The first of today's lectures is by Michael Beloff QC, president of Trinity College, Oxford, on the differing approaches to appointing judges and juries in the UK and the US. His lecture is witty and authoritative. The audience, as for most sessions, consists mostly of US faculty members and other professionals, as well as the QM2 public. The auditorium seats 500 and can convert to a world-class planetarium - teaching facilities that would be the envy of any university.
"Remember to set your watches forward one hour tonight" - the first of five time zones we'll cross on this voyage. Fortunately, melatonin seems to be as effective for gradual shiplag as for one-off jetlag.
I enjoy Kariann Yokota's lecture on how postrevolutionary US began distinguishing itself from its colonial origins. Yokota, a rising star in the Yale University history faculty, tells how dependence on British-made goods and cultural artifacts declined only gradually (and why Americans use their forks differently). Much discussion at dinner on this.
This morning is devoted to literature. Sunday Times fiction editor Peter Kemp's terrific overview of the crime novel genre sets the scene for P. D. James, who analyses her approach to crime fiction to a packed auditorium. Her enthusiasm and rapport with the audience is a delight to observe. Afterwards, I take a turn around the deck seven boardwalk - six circuits amount to 2.2 miles.
I deliver another lecture. The planetarium shows are popular, so I talk about the evolution of ideas about the universe, focusing on distance measurements to stars and galaxies and their chronological development. At dinner we discuss Tom Stoppard's Jumpers and his characters' propensity for combining academic specialties with gymnastic expertise. We wonder if future QM2 lecturers should be expected to perform on the podium and on the dance floor. We decide not.

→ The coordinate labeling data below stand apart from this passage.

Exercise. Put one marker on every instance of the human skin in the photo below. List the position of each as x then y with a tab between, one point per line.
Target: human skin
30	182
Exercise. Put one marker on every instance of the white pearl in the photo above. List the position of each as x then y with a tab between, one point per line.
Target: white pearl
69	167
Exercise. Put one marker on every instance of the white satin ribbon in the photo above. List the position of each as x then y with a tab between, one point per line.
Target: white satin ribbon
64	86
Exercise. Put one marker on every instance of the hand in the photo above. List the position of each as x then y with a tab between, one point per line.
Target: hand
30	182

Smashing talks from Julie Brown of Royal Holloway on music in the movies and Janet Harris, an Oxford colleague, on evidence-based approaches to health, including the efficacy of aspirin for people diagnosed with heart disease. I decide to continue my 100mg a day on grounds of age.
We (reluctantly) disembark at 9am into a hazy Southampton morning. Back in the office, we discuss plans for the new Kellogg College site. Later, I meet students on our masters course in human rights law - hugely enjoyable and very humbling. This concludes a varied week, even by lifelong learning standards. And I don't have to set my clock forward tonight.
Geoffrey Thomas is president of Kellogg College and director of the department for continuing education at Oxford University.